Rahman’s words and actions moved me — and echoed what I see across Bangladesh. Amid worsening conditions, oppressed communities have continued to organize. Adivasi activists have mounted protest after protest in the face of increased settler violence. Artists continue to make art; musicians continue to perform their music. Queer and trans people continue to dance and DJ and fight for their rights. During the mural workshop, numerous passersby stopped to watch, join in, and share their hopes for the future. One middle-aged woman passing by spoke at length with Amin about her fears and heartbreak, but also about her hopes for a stronger and more democratic Bangladesh. Even amid great pain, worsening economic conditions, and a crisis of faith about the future, activists and culture workers persist.

The jam spontaneously emerged with themes of hope against despair.
A musical jam spontaneously emerged with themes of hope against despair.

This hope resonates with the hope of anti-fascists across the globe: Through varied organizing and big-tent coalitions, keen eyes to long-term strategy, and never neglecting connection and fun, we, too, can persist.

I reflected on this with Ruhul Abdin, a British Bangladeshi artist and queer activist who has lived in Dhaka for a decade. Abdin spoke about Sahara Choudhury, a trans student activist fighting expulsion from university and a potential terrorism charge. Choudhury has also been active around agitating for gay marriage rights and challenging Article 377, a British colonial-era law that criminalizes homosexuality in Bangladesh. Choudhury’s cartoons about her transphobic university professors were reported as a threat. This story sounded like another tale of theo-fascist woe, but Abdin saw it differently.

“We had our days, and many of us are traumatized after Xulhaz,” Abdin said. ”But these young trans and queer activists, they have fire. They’ve seen that they can topple a dictatorship. So why can’t they overturn Article 377 and get rights for gay people? Why not enshrine better protections for trans people? They believe they can, so they’ll do the work.”

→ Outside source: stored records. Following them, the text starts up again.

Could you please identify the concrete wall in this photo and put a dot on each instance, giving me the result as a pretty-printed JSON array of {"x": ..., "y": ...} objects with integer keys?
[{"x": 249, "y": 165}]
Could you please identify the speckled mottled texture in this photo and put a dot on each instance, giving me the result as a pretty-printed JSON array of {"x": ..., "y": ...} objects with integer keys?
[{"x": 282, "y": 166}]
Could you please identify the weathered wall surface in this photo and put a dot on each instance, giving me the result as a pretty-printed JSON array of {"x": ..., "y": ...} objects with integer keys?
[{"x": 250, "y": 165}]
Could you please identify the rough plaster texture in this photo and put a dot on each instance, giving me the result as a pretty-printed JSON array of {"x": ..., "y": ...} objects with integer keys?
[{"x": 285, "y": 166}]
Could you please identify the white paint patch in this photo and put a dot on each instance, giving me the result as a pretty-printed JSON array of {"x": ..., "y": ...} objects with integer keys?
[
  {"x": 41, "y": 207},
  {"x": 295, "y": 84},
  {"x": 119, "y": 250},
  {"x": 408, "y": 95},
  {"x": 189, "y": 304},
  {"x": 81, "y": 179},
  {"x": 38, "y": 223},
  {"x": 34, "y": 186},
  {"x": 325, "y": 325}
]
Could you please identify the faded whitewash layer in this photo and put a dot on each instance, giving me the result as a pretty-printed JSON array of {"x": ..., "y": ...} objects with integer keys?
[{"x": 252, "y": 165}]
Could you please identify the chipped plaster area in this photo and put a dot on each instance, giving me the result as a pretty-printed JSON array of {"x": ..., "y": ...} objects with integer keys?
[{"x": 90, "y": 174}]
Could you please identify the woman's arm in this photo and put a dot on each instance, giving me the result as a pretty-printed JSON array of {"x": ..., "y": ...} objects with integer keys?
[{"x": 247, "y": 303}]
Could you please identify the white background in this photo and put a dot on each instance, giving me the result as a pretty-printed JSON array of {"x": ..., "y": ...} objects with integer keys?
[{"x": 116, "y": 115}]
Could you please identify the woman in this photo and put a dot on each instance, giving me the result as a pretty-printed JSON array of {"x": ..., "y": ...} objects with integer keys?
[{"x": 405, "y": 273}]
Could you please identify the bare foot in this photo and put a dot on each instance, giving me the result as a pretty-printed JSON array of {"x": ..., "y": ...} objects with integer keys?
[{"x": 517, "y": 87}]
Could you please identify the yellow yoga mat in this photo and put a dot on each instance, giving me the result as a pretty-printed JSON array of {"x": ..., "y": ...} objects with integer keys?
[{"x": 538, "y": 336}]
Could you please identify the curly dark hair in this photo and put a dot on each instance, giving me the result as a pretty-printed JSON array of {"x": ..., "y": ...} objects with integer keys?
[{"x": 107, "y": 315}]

The murals painted by students across the country in July and August 2024 say the same. They proclaimed that Gen Z would take no bullshit, that they would clean up the mess of the generations prior to them, that the Z stood for zero tolerance for dictatorship and zero fear.

And so, one year later, even amid all the pitfalls of the past year and terror about what’s to come — probable unrest leading up to February’s elections, potential further right-wing shifts or another party’s dictatorship — these activists and artists choose hope in the face of uncertainty and despair. They, like revolutionaries around the world, believe that life and politics can be better. And through working toward that, through art and organizing and community, they insist on hope.